La cartina cinematografica della capitale tunisina si riduce a una manciata di sale che per la maggior parte circondano il corso Bourguiba, arteria principale della città: il Mondo, il Rio e il Colisée sono vecchi edifici di architettura coloniale, "splendidamente" decadenti per l'occhio straniero, ma tristemente insufficienti per l'amante della settima arte.
Nascosta tra esse, pullula una corrente alternativa: i cineclub, via di fuga del circolo di Hollywood, paladini del cinema tunisino e rifugio dei militanti di ogni provenienza in un Paese che, fino al 2011, quando è scoppiata la Primavera Araba, viveva sotto un regime autoritario che mutilava anche la produzione cinematografica nazionale.
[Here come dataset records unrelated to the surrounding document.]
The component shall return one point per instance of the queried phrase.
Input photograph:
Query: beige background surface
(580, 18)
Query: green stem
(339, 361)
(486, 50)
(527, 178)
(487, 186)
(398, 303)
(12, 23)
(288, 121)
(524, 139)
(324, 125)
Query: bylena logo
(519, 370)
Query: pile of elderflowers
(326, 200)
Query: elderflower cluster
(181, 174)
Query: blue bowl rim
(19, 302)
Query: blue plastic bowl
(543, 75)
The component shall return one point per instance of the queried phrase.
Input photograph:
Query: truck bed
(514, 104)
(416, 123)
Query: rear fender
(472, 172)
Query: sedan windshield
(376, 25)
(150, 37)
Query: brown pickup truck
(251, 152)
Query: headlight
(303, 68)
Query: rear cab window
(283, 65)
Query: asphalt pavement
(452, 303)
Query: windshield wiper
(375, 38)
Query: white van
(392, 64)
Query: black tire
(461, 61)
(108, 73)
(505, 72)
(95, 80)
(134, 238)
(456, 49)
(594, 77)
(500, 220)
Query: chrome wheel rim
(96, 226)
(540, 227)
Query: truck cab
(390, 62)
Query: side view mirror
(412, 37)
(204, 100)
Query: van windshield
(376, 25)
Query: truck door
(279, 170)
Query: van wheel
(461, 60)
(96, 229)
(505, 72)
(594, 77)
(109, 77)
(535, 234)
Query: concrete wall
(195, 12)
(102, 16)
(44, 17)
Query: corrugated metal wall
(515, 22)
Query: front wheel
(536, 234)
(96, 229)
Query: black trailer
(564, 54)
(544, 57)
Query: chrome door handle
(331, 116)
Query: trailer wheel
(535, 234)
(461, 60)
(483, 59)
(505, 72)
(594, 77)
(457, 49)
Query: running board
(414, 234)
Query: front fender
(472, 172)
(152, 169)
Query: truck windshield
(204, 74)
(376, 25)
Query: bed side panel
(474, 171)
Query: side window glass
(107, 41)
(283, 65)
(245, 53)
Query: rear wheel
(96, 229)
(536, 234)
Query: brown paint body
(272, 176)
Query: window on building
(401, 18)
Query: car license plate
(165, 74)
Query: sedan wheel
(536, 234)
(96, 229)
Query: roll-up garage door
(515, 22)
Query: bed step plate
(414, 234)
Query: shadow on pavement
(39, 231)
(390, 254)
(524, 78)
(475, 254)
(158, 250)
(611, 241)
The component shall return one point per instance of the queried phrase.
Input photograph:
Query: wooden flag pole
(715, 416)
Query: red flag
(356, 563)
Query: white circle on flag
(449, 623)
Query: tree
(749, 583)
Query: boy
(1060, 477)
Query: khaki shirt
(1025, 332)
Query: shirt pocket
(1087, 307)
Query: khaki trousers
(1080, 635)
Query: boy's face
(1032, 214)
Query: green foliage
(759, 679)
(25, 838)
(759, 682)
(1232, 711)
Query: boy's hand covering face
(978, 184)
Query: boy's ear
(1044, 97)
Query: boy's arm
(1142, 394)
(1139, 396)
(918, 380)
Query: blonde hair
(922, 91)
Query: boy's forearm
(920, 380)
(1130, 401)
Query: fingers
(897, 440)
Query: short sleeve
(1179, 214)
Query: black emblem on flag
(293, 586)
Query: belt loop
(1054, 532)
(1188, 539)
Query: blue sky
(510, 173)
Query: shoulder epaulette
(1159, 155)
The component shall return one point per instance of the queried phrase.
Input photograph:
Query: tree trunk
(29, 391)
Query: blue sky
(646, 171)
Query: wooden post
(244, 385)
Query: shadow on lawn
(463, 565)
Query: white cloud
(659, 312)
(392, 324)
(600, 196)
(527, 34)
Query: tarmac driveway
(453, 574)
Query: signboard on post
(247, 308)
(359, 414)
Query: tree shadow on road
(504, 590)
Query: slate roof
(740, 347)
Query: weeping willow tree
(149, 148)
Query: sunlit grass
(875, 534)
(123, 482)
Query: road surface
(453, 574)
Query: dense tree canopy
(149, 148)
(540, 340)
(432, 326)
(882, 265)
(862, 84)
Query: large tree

Che lo vogliate o meno, la politica ha investito tutto nei cineclub, anche prima della rivoluzione del 14 gennaio 2011.
Per amore del cinema
"Troppa politica", si lamenta Amel Saadallah, dopo aver riflettuto per qualche secondo, quando le chiediamo perché ha fondato Cinémadart, uno dei primi club indipendenti della Federazione Tunisina dei Cineclub (FTCC). Da 7 anni, tutti i martedì, questo spazio nomade, che ora trova una sua dimora a pochi passi dalle rovine di Cartagine, proietta film di ogni genere che non trovano spazio nel panorama nazionale. Oggi, per esempio, 3 cortometraggi made in Tunisia accendono una discussione animata quando s'illumina la sala. Stando al gran numero di occhiali, pantaloni a sigaretta, labbra rosse e baschi, sembra di assistere a un incontro intellettuale bohémien di una qualsiasi capitale europea; se non fosse che la lingua usata nel dibattito sia l’arabo-tunisino, mescolato a parole ed espressioni francesi. Amel segue attentamente la discussione tra i direttori dei cortometraggi e il variopinto pubblico dalla sua poltrona; poi ammette: "A volte sembra che il film sia solo un pretesto per parlare del problema di turno. Noi vorremmo che fosse il contrario", aggiunge. Questa ragazza dai movimenti dolci, ma dallo sguardo combattivo crede che si stia perdendo l'essenza dei cineclub e vorrebbe staccarsi dalla "militanza" della maggioranza per dedicarsi al "cinema per l'amore del cinema".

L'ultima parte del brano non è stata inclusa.